A latest report released by financial technology company OnDeck shows that Microsoft still ranks second in the world in brand value rankings, second only to Apple. The report estimates that the value of the Microsoft brand itself reaches US$424.8 billion, higher than Google's US$365 billion and Amazon's US$338.1 billion, while Apple ranks first with a brand value of US$522.7 billion.

The ranking comes as Microsoft just confirmed the largest round of layoffs in the history of its Xbox business. The company laid off 3,200 employees and divested several game studios in the restructuring. Xbox chief Asha Sharma cited financial conditions as one of the main reasons for the layoffs, saying Microsoft's gaming unit's profit margins clearly lag those of competitors.

In terms of brand value, the strength of Microsoft's overall business is still highly recognized by the capital market and research institutions. OnDeck pointed out in the report that the so-called brand value is different from market capitalization or the overall valuation of the company. It refers to how much a company would theoretically have to pay to "buy back" the brand if it does not own its own brand. Taking Microsoft as an example, if it is assumed that Microsoft is privatized and transferred to a new owner one day, then Microsoft would need to pay approximately US$424.8 billion to regain the right to use the "Microsoft" brand.

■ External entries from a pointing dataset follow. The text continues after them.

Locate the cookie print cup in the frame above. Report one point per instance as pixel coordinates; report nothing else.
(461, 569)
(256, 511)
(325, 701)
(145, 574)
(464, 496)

OnDeck's brand value assessment is based on a number of indicators, including a company's financial performance, future earnings potential, industry competitiveness and consumers' emotional attachment to the brand. The report believes that even without relying on the data in the report itself, it can be reasonably inferred that Microsoft scores well in the above indicators based only on the public's awareness of Microsoft's products and services and the company's layout in fields such as cloud computing, enterprise software, office suites, and AI.

It is worth noting that the list also reflects another layer of reality: Microsoft has been criticized at the user level for some time in the past. Users have expressed dissatisfaction with the company's push for AI features in Windows 11, arguing that many AI features have no real value. In addition, Windows updates have been criticized for frequent stability issues. Some updates can cause some applications to freeze or crash during use. In terms of the game business, Microsoft has eliminated or significantly downsized popular game studios including id Software, which has triggered a strong backlash from the player community.

However, these negative voices will not be directly reflected in the calculation process of brand value. The report points out that current brand valuation models do not take users’ immediate emotions or short-term word-of-mouth fluctuations as key variables. This also means that even if Microsoft continues to cause controversy in terms of product strategy, AI promotion, and game business adjustments recently, it can still maintain its position as the "second largest brand in the world" by relying on its overall business performance and long-term market position.

Judging from the ranking structure, Apple, Microsoft, Google and Amazon form the most valuable brand matrix in the world, representing the core strength of the digital economy and Internet era. In this landscape, Microsoft has consolidated its dual influence in the enterprise and consumer markets through Azure cloud services, Office productivity tools, enterprise-level solutions, and an expanding AI product line. Although individual business lines are facing layoffs, restructuring or pressure from user public opinion in the short term, from the perspective of brand equity, Microsoft is still regarded as one of the companies with the most commercial value and market bargaining power in the world.

This brand value report released by OnDeck shows that in the eyes of capital markets and brand research institutions, Microsoft's overall brand strength remains solid. For Microsoft itself, how to balance business restructuring, product strategy and user experience while maintaining high brand value may become the core challenge it must face in the next few years.